On February 10th, two men in a Dodge pickup pulled up in front of Heber Lopez Vasquez’s tiny radio station in southern Mexico. One man went inside and shot Lopez to death.

One day earlier, Lopez published a story on Facebook accusing local politician Arminda Espinosa Cartas of corruption related to her re-election.

Police were able to capture the pair and arrest them. It turns out that one of the men was the brother of Espinosa.

The out-of-control political corruption and cartel violence have affected Journalists in Mexico.

“I already stopped covering drug trafficking and corruption, and Heber’s death still scares me,” said Hiram Moreno, a veteran Oaxacan journalist who was shot three times in 2019, sustaining injuries in the leg and back, after writing about drug deals by local crime groups. His assailant was never identified.

“You cannot count on the government.
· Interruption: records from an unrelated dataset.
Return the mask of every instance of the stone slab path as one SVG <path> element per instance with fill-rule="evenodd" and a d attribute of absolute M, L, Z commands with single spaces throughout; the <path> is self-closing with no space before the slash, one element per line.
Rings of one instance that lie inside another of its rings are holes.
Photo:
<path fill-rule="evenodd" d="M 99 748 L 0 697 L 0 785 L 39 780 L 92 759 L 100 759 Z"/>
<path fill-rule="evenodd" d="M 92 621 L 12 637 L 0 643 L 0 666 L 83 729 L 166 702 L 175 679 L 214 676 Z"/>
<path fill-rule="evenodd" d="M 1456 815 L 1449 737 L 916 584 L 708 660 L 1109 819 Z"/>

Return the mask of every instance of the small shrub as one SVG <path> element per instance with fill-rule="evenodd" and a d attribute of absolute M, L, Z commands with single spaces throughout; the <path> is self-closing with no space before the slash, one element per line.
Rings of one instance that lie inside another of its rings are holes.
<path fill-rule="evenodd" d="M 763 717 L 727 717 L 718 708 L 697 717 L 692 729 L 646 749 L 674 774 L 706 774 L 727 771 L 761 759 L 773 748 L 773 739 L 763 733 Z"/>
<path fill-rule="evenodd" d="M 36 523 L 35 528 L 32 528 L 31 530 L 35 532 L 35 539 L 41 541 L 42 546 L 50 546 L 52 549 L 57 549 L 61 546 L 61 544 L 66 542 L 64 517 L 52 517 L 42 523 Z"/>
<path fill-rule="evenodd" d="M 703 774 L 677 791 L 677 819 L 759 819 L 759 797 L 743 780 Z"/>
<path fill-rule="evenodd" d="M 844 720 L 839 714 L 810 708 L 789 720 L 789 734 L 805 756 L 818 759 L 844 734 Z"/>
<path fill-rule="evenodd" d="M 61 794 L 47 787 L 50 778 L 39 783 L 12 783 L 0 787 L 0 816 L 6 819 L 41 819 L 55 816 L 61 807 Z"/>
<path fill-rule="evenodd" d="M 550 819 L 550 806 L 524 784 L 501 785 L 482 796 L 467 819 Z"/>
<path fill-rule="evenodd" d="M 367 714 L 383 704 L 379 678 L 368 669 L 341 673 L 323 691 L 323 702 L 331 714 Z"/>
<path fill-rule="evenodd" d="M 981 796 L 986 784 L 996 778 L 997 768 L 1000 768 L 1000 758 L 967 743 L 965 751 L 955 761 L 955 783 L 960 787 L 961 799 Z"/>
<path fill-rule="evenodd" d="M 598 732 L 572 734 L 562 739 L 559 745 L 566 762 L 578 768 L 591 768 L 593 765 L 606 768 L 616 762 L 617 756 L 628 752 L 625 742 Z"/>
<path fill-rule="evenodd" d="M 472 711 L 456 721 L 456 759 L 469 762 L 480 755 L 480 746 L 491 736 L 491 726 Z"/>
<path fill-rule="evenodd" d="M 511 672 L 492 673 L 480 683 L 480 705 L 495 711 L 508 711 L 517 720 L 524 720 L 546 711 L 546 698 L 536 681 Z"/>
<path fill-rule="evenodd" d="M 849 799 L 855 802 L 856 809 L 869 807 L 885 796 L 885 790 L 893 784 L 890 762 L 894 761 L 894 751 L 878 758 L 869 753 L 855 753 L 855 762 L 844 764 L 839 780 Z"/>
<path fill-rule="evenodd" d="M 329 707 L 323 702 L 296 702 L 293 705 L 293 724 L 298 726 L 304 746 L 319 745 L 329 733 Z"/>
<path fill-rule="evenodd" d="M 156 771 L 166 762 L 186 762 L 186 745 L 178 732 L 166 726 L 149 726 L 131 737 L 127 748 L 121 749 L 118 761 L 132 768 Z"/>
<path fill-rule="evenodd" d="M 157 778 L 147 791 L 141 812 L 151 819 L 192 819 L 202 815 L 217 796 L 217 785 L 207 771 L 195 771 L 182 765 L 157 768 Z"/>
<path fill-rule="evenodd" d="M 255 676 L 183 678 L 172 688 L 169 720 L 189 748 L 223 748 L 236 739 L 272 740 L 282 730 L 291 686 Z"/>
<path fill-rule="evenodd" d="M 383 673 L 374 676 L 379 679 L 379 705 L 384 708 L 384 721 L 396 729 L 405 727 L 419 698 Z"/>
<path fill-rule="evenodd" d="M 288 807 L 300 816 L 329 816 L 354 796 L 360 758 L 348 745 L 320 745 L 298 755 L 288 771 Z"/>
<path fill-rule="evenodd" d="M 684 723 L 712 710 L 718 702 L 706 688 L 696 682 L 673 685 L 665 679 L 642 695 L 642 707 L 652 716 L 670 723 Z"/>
Self-censorship is the only thing that will keep you safe.”

Years of this constant violence have created “silence zones” where killing and corruption go unchecked and undocumented.

Since the start of the drug war in 2006, 133 reporters have been killed for their work, the Committee to Protect Journalists (CPJ) determined, and another 13 for unknown reasons.
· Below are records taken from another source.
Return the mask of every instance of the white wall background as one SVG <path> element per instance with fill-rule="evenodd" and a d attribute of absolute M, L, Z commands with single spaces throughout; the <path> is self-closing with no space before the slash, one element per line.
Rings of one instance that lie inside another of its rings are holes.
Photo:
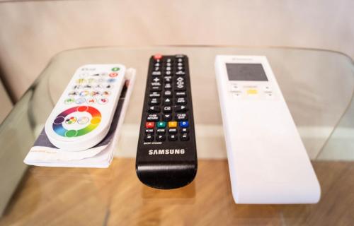
<path fill-rule="evenodd" d="M 156 44 L 299 47 L 354 58 L 354 1 L 0 3 L 0 66 L 16 99 L 62 50 Z"/>

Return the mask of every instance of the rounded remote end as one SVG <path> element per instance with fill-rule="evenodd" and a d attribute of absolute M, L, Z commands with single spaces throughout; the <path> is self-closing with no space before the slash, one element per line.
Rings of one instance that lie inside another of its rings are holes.
<path fill-rule="evenodd" d="M 193 182 L 197 174 L 197 162 L 179 164 L 151 163 L 136 166 L 140 182 L 159 189 L 173 189 Z"/>

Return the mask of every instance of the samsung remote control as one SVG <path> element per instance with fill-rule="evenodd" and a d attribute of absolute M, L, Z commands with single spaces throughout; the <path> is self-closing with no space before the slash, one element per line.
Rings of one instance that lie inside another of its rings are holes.
<path fill-rule="evenodd" d="M 92 148 L 107 135 L 122 86 L 125 66 L 79 67 L 45 123 L 56 147 L 67 151 Z"/>
<path fill-rule="evenodd" d="M 161 189 L 190 183 L 197 173 L 197 152 L 185 55 L 150 58 L 137 146 L 140 181 Z"/>

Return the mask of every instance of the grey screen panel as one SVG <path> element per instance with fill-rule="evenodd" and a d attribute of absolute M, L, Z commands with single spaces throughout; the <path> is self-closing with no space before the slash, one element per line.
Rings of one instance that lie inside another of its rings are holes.
<path fill-rule="evenodd" d="M 261 64 L 226 64 L 229 81 L 268 81 Z"/>

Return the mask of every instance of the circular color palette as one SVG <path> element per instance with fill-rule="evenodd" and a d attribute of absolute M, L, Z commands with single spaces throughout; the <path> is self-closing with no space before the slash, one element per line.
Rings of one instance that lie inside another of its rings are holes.
<path fill-rule="evenodd" d="M 65 117 L 69 114 L 76 112 L 86 112 L 89 113 L 92 117 L 90 121 L 90 124 L 85 128 L 79 130 L 66 129 L 63 126 L 63 123 L 64 122 L 64 121 L 65 123 L 67 124 L 68 124 L 67 121 L 70 121 L 69 124 L 73 124 L 76 121 L 76 118 L 72 117 L 65 120 Z M 101 122 L 101 115 L 100 112 L 94 107 L 90 106 L 79 106 L 79 107 L 72 107 L 66 109 L 65 111 L 62 112 L 62 113 L 60 113 L 57 116 L 57 118 L 55 118 L 55 119 L 53 121 L 53 130 L 55 131 L 55 133 L 57 133 L 57 134 L 64 137 L 80 136 L 91 132 L 91 131 L 95 129 L 97 126 L 98 126 Z"/>

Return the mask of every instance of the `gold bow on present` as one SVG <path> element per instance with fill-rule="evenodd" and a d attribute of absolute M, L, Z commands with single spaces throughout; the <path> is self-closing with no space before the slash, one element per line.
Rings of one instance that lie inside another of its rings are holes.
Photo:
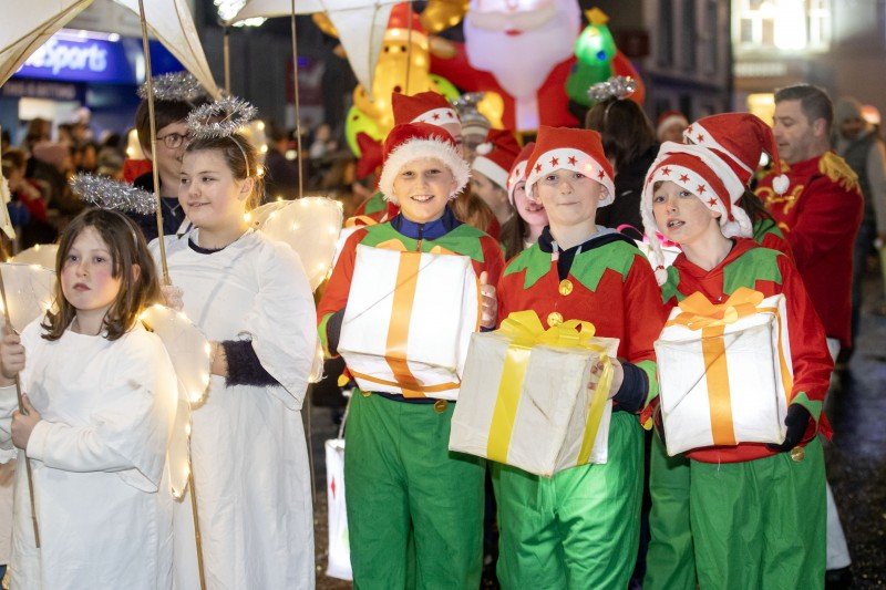
<path fill-rule="evenodd" d="M 511 313 L 502 322 L 498 333 L 507 337 L 511 343 L 507 346 L 502 381 L 498 384 L 495 410 L 490 425 L 490 438 L 486 443 L 486 454 L 490 459 L 507 463 L 507 451 L 514 434 L 514 423 L 532 348 L 546 344 L 591 350 L 599 353 L 599 359 L 604 363 L 596 394 L 588 408 L 585 434 L 581 438 L 581 448 L 576 465 L 588 463 L 612 383 L 612 362 L 602 346 L 591 343 L 595 331 L 593 323 L 579 320 L 569 320 L 545 330 L 538 314 L 532 310 Z"/>
<path fill-rule="evenodd" d="M 701 352 L 704 358 L 704 379 L 708 384 L 708 402 L 711 414 L 711 433 L 714 445 L 735 445 L 732 427 L 732 394 L 729 387 L 729 368 L 723 334 L 729 324 L 756 313 L 772 313 L 781 329 L 777 308 L 760 308 L 764 296 L 746 287 L 736 289 L 724 303 L 710 302 L 700 292 L 694 292 L 680 303 L 681 313 L 668 320 L 670 325 L 683 325 L 690 330 L 701 330 Z M 793 389 L 787 360 L 779 334 L 779 361 L 782 384 L 790 401 Z"/>

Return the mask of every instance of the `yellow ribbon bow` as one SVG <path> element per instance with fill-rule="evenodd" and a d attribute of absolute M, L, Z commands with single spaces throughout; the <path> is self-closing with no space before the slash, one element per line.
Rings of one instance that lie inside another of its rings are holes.
<path fill-rule="evenodd" d="M 502 381 L 498 384 L 498 394 L 490 426 L 490 438 L 486 443 L 486 456 L 490 459 L 507 463 L 507 451 L 514 434 L 514 423 L 519 406 L 523 381 L 529 365 L 530 350 L 535 345 L 546 344 L 591 350 L 600 355 L 604 371 L 588 408 L 585 434 L 581 438 L 576 465 L 585 465 L 590 460 L 594 441 L 597 438 L 600 418 L 612 383 L 612 362 L 602 346 L 591 343 L 595 331 L 593 323 L 579 320 L 569 320 L 545 330 L 538 314 L 532 310 L 511 313 L 502 321 L 498 333 L 507 337 L 511 343 L 507 346 Z"/>

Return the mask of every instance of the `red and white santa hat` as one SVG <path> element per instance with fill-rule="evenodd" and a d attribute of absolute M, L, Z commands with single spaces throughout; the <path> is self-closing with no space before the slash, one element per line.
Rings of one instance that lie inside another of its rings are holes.
<path fill-rule="evenodd" d="M 455 139 L 446 130 L 427 123 L 406 123 L 396 125 L 384 139 L 384 155 L 379 178 L 379 190 L 384 198 L 399 205 L 394 195 L 394 179 L 400 169 L 412 161 L 436 158 L 455 177 L 456 188 L 450 194 L 454 198 L 471 179 L 471 169 L 459 154 Z"/>
<path fill-rule="evenodd" d="M 526 163 L 526 194 L 532 195 L 535 183 L 560 168 L 584 174 L 602 185 L 598 207 L 615 200 L 612 165 L 606 159 L 596 131 L 539 127 L 535 149 Z"/>
<path fill-rule="evenodd" d="M 412 96 L 394 92 L 391 95 L 391 106 L 394 112 L 394 124 L 396 125 L 403 123 L 461 124 L 455 108 L 445 96 L 436 92 L 420 92 Z"/>
<path fill-rule="evenodd" d="M 746 185 L 760 166 L 765 152 L 772 158 L 773 169 L 781 172 L 779 146 L 772 128 L 751 113 L 723 113 L 700 118 L 683 132 L 686 143 L 703 145 L 725 155 L 725 162 Z M 787 192 L 790 180 L 784 174 L 773 179 L 772 188 L 779 195 Z"/>
<path fill-rule="evenodd" d="M 738 205 L 744 195 L 745 185 L 728 162 L 728 156 L 700 145 L 664 142 L 647 173 L 640 200 L 640 216 L 656 255 L 653 266 L 659 284 L 664 283 L 668 275 L 658 240 L 657 232 L 660 230 L 652 213 L 652 197 L 656 184 L 667 180 L 692 193 L 710 209 L 719 213 L 723 236 L 731 238 L 753 235 L 751 219 Z"/>
<path fill-rule="evenodd" d="M 517 154 L 519 144 L 511 131 L 490 130 L 486 141 L 477 146 L 477 156 L 471 167 L 507 190 L 507 175 Z"/>
<path fill-rule="evenodd" d="M 511 205 L 514 205 L 514 190 L 516 190 L 517 184 L 521 180 L 526 180 L 526 164 L 529 163 L 533 149 L 535 149 L 535 142 L 524 145 L 514 159 L 514 165 L 511 166 L 511 174 L 507 176 L 507 198 L 511 200 Z"/>
<path fill-rule="evenodd" d="M 686 118 L 686 115 L 680 111 L 664 111 L 661 113 L 661 116 L 658 117 L 658 124 L 656 125 L 656 137 L 658 137 L 658 141 L 661 141 L 661 134 L 664 133 L 664 130 L 677 123 L 686 127 L 689 125 L 689 120 Z"/>

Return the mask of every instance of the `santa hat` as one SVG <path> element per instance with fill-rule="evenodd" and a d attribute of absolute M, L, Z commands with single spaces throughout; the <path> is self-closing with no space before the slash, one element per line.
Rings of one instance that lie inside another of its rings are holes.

“In silence zones, people don’t get access to basic information to conduct their lives,” said Jan-Albert Hootsen, CPJ’s Mexico representative. “They don’t know whom to vote for because there are no corruption investigations. They don’t know which areas are violent, what they can say and not say, so they stay silent.”
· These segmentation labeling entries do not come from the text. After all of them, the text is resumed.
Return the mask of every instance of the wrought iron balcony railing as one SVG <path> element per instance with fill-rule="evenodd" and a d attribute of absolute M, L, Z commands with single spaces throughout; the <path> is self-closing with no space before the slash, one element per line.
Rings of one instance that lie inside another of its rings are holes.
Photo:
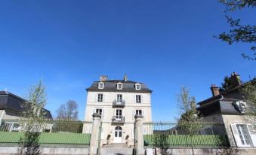
<path fill-rule="evenodd" d="M 125 117 L 124 116 L 113 116 L 112 117 L 113 124 L 123 124 L 125 123 Z"/>
<path fill-rule="evenodd" d="M 123 99 L 115 99 L 113 102 L 113 107 L 125 107 L 125 102 Z"/>

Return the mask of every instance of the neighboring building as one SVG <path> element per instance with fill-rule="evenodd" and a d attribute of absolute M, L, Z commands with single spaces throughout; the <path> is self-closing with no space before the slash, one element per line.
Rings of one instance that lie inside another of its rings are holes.
<path fill-rule="evenodd" d="M 17 125 L 14 124 L 15 120 L 21 118 L 21 113 L 25 109 L 22 107 L 24 99 L 7 91 L 0 91 L 0 127 L 8 126 L 5 130 L 16 131 Z M 51 112 L 46 109 L 45 118 L 52 119 Z M 8 120 L 10 121 L 8 123 Z M 5 125 L 3 124 L 5 121 Z"/>
<path fill-rule="evenodd" d="M 101 76 L 87 89 L 85 121 L 92 114 L 101 114 L 101 144 L 125 143 L 134 144 L 134 116 L 143 115 L 151 122 L 151 93 L 145 84 L 123 80 L 108 80 Z"/>
<path fill-rule="evenodd" d="M 256 82 L 254 78 L 242 84 L 239 75 L 233 73 L 230 78 L 231 89 L 221 93 L 216 85 L 211 90 L 213 96 L 198 103 L 198 109 L 204 120 L 213 122 L 223 122 L 231 146 L 256 147 L 256 130 L 246 121 L 245 109 L 246 102 L 241 88 Z"/>

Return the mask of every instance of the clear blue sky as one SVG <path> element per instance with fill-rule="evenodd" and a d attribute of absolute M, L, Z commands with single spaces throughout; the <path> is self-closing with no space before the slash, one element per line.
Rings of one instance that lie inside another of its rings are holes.
<path fill-rule="evenodd" d="M 256 74 L 247 44 L 213 38 L 228 30 L 217 0 L 0 0 L 0 90 L 20 96 L 42 78 L 46 108 L 76 100 L 83 120 L 86 91 L 100 74 L 144 82 L 154 120 L 174 120 L 180 86 L 201 101 L 211 84 Z M 256 12 L 235 14 L 254 23 Z"/>

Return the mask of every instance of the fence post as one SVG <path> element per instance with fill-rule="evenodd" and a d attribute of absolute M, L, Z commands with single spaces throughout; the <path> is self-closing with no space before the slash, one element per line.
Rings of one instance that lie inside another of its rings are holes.
<path fill-rule="evenodd" d="M 97 150 L 98 147 L 99 133 L 100 133 L 100 114 L 94 113 L 92 115 L 93 122 L 92 122 L 92 129 L 91 135 L 90 140 L 90 155 L 96 155 Z"/>
<path fill-rule="evenodd" d="M 135 155 L 143 155 L 143 116 L 135 115 Z"/>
The last story Lopez wrote, and one of several he wrote about Espinosa, covered her alleged efforts to get a company constructing a breakwater in Salina Cruz’s port to threaten workers to cast their vote for her re-election or else be fired.

The Mexican government established the Mechanism for the Protection of Human Rights Defenders and Journalists to change this.

The Mechanism provides journalists with protections such as panic buttons, surveillance equipment, home police watch, armed guards, and relocation.

Does it work? You be the judge. Since 2017, nine Mechanism-protected reporters have been murdered, CPJ found.

At present, there are 1,600 people enrolled in the Mechanism, including 500 journalists.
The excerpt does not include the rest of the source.